Cette liberté peut inspirer une formidable fécondité. Mal comprise, elle peut mener à l’égoïsme. Mais elle se trouve aussi en tension permanente avec son entourage, avec autrui, le monde. A côté de la contrainte qui lui est imposée de l’extérieur, la conscience du protestant est encore davantage contrôlé par l’éthique qu’il porte et cultive dans son for intérieur. N’est-ce pas par cela que cette éthique se distingue ?
L’argent et… le pasteur.
Comme ses concitoyens salariés, le pasteur reçoit un virement sur son compte vers la fin du mois. Ce versement ne représente pas la totalité de sa rémunération. Ses frais d’hébergement avec sa famille au presbytère, ses frais d’énergie, d’eau et de chauffage sont également pris en charge par l’Eglise.
Sur le bulletin de paie figurent de nombreux chiffres sur plusieurs lignes. Entre le traitement de base et le montant à payer, des additions et déductions sont précisées et détail. Des taux appliqués aux éléments de base dégagent des gains salariaux, des retenues salariales et des charges patronales. Le tout est calculé en conformité à la législation en vigueur. Si ces opérations échappent au contrôle du pasteur, il lui reste le montant versé sur son compte.

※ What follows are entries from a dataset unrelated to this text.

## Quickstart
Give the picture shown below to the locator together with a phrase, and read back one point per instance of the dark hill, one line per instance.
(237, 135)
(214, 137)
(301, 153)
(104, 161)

Est-ce là que commence sa gestion personnelle ? Si le foyer pastoral n’a pas d’autres revenus, ce montant s’avèrera si proche des besoins de la famille que l’utilisation laissera peu de marge de manœuvre. Nourriture, vêtements, dépenses nécessaires pour les enfants… L’utilisation de cet argent est déterminée par les besoins. La gestion de l’argent du pasteur lui-même concerne donc davantage les nécessités présentes que les investissements à long terme.
L’argent et… l’Eglise et l’argent.
Les Eglises vivent matériellement grâce aux seuls dons des membres. Les personnes qui donnent le font dans une optique spirituelle, à l’instar du don gratuit de Dieu. Elles entendent aussi contribuer au fonctionnement de l’Eglise. Ces rentrées représentent par conséquent un double caractère : à la fois spirituel et matériel. Dans la plupart des cas, les associations cultuelles adoptent un budget annuel à partir d’un projet lié à une estimation raisonnable des moyens. Certains inversent cet ordre en calculant le projet à partir des moyens. A chacun son approche…

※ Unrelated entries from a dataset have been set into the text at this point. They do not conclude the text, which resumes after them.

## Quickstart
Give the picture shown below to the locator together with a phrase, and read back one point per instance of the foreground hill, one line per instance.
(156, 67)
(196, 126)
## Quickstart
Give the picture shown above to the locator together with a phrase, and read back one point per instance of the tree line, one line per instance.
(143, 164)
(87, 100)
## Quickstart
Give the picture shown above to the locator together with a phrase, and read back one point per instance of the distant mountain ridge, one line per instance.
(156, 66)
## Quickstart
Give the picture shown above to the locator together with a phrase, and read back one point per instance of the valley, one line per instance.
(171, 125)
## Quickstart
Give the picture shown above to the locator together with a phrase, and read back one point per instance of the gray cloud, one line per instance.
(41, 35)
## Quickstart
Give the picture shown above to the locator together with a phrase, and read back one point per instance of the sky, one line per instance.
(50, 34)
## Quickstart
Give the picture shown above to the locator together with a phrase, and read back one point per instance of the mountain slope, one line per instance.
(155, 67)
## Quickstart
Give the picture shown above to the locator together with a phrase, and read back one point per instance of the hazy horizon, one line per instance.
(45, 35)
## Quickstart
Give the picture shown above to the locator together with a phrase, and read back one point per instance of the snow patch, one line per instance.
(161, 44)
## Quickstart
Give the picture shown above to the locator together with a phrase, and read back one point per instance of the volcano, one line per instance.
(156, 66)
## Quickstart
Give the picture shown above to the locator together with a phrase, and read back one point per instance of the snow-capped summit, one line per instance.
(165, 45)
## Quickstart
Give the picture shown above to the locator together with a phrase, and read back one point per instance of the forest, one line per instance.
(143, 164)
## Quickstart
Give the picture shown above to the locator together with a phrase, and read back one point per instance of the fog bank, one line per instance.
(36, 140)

Les Eglises vivent souvent à la limite entre recettes et dépenses. Pas toujours facile de boucler le budget ! Lorsque l’année s’achève dans le vert, la reconnaissance est triple ; envers Dieu pour sa grâce, envers les donateurs pour leur générosité, envers le trésorier pour la gestion maîtrisée. Tout en paraissant pauvre dans son étendue modeste et limitée, la gestion financière de l’Eglise offre par ces trois dimensions un champ théologique riche en humanité et espérance.
Sources. MARGUERAT, Daniel (dir.) : Parlons argent. Economistes, psychologues et théologiens s’interrogent. Genève, Labor et Fides, 2006, 141 p. ISBN 2-8309-1199-7. - MOUTON, Jean-Luc & PARC Thierry du : Dieu. L’argent. L’économie. Paris, nov-déc 2006, numéro spécial commun de Dirigeants chrétiens et Réforme, 28 p. Voir également le dossier de Réforme, n° 3246 du 8-14 nov. 2007 ; n° 3247, du 15-21 nov. 2007, pp 2-3 ; DVD du Colloque Réforme / Institut de l’entreprise. Dieu. L’argent. L’économie. Paris, Chronovidéo, déc. 2007.